L’assassinio dello zar di Russia Nicola II Romanov (1868-1918), della zarina Alessandra Fëdorovna (1872-1818), dello zarevič Alessio (1904-1918) e delle principesse imperiali Olga (1895-1918), Maria (1899-1918), Tatiana (1897-1918) e Anastasia (1901-1918) non possono non richiamare alla mente ‒ fatta salva la differenza del contesto religioso, qua ortodosso e là cattolico, e quindi la differenza di giudizio teologico che ne consegue ‒ quella con cui la Rivoluzione Francese uccise la regina Maria Antonietta d’Asburgo-Lorena (1755-1793) e soprattutto re Luigi XVI di Borbone (1754-1793), per il quale Papa Pio VI (1717-1799) spese parole decisive nell’allocuzione Quare ladrymae del 1793 [.
Quel che colpisce è l’empietà del gesto, rafforzata dalla sua inutilità politica, e l’efferatezza con cui, uccidendo un uomo, si è voluto anzitutto uccidere un simbolo, una tradizione, un Paese, una intera concezione ‒ cristiana ‒ della vita.

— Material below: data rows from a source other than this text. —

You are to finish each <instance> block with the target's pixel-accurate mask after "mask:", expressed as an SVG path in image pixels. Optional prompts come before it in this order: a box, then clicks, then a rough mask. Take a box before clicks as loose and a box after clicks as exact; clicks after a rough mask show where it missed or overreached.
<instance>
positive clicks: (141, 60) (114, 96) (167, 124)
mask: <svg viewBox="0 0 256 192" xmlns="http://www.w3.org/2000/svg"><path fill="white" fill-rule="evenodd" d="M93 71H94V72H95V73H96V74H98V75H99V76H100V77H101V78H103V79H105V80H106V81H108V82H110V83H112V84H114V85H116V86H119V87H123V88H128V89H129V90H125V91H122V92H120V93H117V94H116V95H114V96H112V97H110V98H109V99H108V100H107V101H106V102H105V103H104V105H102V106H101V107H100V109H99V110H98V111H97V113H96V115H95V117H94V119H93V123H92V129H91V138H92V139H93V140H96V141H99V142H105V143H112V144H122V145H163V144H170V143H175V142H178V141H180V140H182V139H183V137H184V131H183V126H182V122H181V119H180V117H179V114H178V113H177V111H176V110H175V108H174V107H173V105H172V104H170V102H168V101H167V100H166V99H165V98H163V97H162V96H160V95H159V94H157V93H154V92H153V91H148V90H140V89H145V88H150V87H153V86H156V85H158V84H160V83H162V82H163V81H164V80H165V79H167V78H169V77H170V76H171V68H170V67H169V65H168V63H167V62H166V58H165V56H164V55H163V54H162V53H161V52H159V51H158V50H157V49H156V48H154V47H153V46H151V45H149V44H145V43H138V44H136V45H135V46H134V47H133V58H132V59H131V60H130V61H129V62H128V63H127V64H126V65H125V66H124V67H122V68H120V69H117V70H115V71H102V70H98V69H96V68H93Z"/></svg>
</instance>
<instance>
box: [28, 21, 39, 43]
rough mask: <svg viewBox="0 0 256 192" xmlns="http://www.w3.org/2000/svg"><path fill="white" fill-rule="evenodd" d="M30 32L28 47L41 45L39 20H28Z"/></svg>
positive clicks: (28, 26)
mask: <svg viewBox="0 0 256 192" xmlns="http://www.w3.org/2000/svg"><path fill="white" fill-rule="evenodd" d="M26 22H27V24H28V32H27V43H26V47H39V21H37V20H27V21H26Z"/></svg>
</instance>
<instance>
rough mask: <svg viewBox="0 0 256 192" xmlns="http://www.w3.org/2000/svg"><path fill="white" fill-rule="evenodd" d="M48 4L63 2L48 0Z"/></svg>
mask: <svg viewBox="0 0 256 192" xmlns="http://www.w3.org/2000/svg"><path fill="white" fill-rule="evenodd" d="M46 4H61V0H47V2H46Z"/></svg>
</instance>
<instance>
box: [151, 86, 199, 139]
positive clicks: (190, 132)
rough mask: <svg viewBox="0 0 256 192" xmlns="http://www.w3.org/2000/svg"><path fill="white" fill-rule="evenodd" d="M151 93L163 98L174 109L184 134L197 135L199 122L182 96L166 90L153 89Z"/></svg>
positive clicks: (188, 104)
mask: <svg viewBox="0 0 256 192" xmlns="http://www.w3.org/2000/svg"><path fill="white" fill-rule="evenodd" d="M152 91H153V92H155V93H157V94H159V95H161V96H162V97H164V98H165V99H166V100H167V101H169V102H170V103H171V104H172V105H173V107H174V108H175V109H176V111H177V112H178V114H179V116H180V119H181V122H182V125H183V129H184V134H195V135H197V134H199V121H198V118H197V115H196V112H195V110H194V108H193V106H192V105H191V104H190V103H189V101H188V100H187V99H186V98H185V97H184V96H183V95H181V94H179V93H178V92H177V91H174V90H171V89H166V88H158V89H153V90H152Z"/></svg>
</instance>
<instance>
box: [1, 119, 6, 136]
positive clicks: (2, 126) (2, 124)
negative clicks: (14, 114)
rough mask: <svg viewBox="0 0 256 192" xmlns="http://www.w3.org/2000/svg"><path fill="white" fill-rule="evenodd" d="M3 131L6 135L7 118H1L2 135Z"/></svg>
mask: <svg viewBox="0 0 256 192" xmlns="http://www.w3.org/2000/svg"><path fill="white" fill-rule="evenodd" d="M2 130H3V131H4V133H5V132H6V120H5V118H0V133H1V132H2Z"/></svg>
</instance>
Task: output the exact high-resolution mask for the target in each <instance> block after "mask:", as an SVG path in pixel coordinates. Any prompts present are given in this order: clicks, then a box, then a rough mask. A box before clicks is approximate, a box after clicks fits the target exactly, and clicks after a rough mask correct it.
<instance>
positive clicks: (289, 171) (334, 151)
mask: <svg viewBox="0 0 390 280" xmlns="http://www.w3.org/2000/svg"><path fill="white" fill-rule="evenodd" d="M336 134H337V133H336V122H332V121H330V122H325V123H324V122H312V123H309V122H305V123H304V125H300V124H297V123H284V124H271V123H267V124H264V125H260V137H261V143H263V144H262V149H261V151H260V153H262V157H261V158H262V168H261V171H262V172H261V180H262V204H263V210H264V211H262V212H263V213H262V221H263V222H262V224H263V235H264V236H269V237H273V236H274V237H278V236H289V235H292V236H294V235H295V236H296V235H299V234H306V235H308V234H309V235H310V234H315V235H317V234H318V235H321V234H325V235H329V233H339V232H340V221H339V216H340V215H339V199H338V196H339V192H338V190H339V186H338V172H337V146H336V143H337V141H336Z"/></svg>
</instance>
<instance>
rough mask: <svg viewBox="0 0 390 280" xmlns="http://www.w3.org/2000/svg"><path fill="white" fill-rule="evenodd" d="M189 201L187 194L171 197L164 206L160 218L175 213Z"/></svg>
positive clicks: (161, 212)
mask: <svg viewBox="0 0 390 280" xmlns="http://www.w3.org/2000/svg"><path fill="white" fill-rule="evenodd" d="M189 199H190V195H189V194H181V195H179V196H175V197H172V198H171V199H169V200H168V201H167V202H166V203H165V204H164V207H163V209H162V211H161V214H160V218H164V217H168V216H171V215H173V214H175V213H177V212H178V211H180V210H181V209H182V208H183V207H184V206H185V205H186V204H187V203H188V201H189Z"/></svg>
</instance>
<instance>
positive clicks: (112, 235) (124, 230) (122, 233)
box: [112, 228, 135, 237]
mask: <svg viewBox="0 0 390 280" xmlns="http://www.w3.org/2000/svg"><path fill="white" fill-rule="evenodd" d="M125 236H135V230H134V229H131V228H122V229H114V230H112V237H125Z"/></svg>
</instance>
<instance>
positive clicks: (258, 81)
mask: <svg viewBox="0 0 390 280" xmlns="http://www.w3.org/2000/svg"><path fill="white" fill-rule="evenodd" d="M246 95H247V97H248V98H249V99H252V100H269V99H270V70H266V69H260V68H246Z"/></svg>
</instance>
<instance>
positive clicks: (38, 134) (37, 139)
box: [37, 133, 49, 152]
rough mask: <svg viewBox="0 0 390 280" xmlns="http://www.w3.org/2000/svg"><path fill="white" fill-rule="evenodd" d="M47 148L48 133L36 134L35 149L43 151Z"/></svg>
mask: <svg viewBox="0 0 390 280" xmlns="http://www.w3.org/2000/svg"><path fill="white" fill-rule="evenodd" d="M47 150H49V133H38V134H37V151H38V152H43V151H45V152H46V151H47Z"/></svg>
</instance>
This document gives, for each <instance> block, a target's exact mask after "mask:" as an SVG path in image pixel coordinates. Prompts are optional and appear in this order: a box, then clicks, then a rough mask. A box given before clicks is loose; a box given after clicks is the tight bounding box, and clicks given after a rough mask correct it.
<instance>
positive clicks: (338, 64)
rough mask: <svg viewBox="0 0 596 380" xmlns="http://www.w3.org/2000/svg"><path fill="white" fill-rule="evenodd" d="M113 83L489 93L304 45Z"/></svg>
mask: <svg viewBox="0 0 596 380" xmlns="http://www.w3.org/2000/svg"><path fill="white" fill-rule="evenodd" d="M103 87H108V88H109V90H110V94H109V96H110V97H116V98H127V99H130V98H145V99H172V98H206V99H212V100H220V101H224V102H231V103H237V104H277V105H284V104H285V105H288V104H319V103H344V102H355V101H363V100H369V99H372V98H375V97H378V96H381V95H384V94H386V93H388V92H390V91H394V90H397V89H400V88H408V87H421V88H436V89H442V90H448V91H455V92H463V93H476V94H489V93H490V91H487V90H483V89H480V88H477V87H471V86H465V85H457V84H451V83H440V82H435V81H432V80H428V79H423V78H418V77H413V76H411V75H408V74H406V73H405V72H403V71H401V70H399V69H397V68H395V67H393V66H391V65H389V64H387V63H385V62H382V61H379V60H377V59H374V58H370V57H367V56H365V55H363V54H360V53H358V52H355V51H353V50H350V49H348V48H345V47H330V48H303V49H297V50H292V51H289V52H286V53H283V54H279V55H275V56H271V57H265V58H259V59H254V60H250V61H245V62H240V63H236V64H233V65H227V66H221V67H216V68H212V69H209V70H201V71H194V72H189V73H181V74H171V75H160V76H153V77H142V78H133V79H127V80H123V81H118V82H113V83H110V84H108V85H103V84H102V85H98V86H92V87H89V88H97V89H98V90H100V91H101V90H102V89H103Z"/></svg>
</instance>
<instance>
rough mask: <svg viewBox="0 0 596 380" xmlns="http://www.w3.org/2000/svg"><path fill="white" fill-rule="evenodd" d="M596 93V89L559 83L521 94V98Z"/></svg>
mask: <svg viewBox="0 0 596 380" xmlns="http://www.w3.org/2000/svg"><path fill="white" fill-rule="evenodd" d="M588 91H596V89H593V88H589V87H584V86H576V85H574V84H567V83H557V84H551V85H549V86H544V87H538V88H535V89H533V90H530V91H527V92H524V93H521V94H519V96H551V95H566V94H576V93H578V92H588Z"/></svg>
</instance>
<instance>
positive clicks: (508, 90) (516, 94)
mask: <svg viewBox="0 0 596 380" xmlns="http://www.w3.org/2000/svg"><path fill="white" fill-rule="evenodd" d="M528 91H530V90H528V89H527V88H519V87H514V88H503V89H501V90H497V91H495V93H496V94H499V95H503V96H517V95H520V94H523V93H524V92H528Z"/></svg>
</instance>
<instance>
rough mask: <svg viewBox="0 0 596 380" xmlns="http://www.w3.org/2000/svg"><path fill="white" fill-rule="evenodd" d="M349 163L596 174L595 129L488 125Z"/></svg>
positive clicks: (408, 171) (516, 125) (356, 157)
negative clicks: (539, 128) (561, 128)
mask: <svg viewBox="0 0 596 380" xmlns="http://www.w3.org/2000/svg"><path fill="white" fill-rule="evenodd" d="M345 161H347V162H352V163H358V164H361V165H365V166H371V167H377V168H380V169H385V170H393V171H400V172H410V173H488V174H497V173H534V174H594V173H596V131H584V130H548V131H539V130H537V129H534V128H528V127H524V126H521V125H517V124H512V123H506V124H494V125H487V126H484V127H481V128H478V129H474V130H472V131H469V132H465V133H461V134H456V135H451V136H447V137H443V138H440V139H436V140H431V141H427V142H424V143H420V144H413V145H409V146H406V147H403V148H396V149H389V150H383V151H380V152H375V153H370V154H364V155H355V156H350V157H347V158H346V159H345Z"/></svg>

Accadde all’inizio del 1918, pochi mesi dopo il putsch della Rivoluzione d’Ottobre. Svanita la possibilità di legare, in qualche modo, lo zar al nuovo corso comunista, i bolscevichi decretarono la morte della famiglia imperiale. In ciò si distinsero particolarmente il soviet di Ekaterinburg, cittadina della regione degli Urali, e il leader bolscevico di Jakov M. Sverdlov (1885-1919): in suo onore, nel 1924 (e fino al 1991) Ekaterinburg, luogo dell’eccidio, venne persino rinominata Sverdlovsk. Ekaterinburg reclamava i prigionieri e Mosca non riuscì a impedirlo. Nella cittadina sul lato orientale degli Urali, i comunisti requisirono l’abitazione del mercante Nikolaj Ipat’ev internandovi, il 30 aprile 1918 e per 78 giorni, i Romanov. La Russia era in piena guerra civile: all’Armata rossa si contrapponeva l’esercito dei controrivoluzionari “bianchi” zaristi. Quando i “bianchi” si avvicinarono a Ekaterinburg, la situazione precipitò. Della sentenza fu incaricato Jakov M. Jurovskij (1878-1938), un funzionario della polizia politica locale che dovette reclutare ex prigionieri di guerra austroungarici diventati comunisti poiché i bolscevichi russi si rifiutarono di comporre il plotone d’esecuzione. Il 17 luglio 1918 venne abbattuto prima lo zar e poi la zarina. Poi, per 20 minuti, vennero falcidiati il resto della famiglia imperiale, i membri del loro seguito, il medico personale di famiglia, il cuoco, la dama di compagnia dell’imperatrice. Tre delle quattro figlie dello zar furono finite con le baionette. Vennero ammazzati anche i cani di due di loro. Poi i cadaveri furono spostati: alcuni bruciati lungo la strada, gli altri, spogliati e dilaniati, gettati in un pozzo della miniera di Ganina Jama, nei pressi del villaggio di Koptjaki, a una quindicina di chilometri da Ekaterinburg.
Nel 1990 sono stati individuati alcuni resti, poi sepolti nella cattedrale di San Pietroburgo il 16 luglio 1998 con un funerale di Stato presieduto dal primo presidente della Russia post-sovietica, Boris N. Eltsin (1931-2007), il quale nel 1977, quando era responsabile locale del Partico comunista sovietico, fece distruggere la Casa Ipat’ev dove i Romanov erano stati massacrati. Il 30 aprile 2008 è stata poi data notizia ufficiale dell’avvenuta identificazione di tutta la famiglia imperiale.
Dove un tempo sorgeva Casa Ipat’ev oggi c’è la “Chiesa sul sangue [dei Romanov] in onore di tutti i santi risplendenti nella terra russa” e a Ganina Jama c’è, dal 2001, il monastero dei “Santi portatori imperiali della Passione”. La Chiesa ortodossa russa ha infatti dichiarato martiri e santi i Romanov nel 2000 in ragione dell’esemplare comportamento cristiano mostrato durante la prigionia e per avere perdonato i carnefici.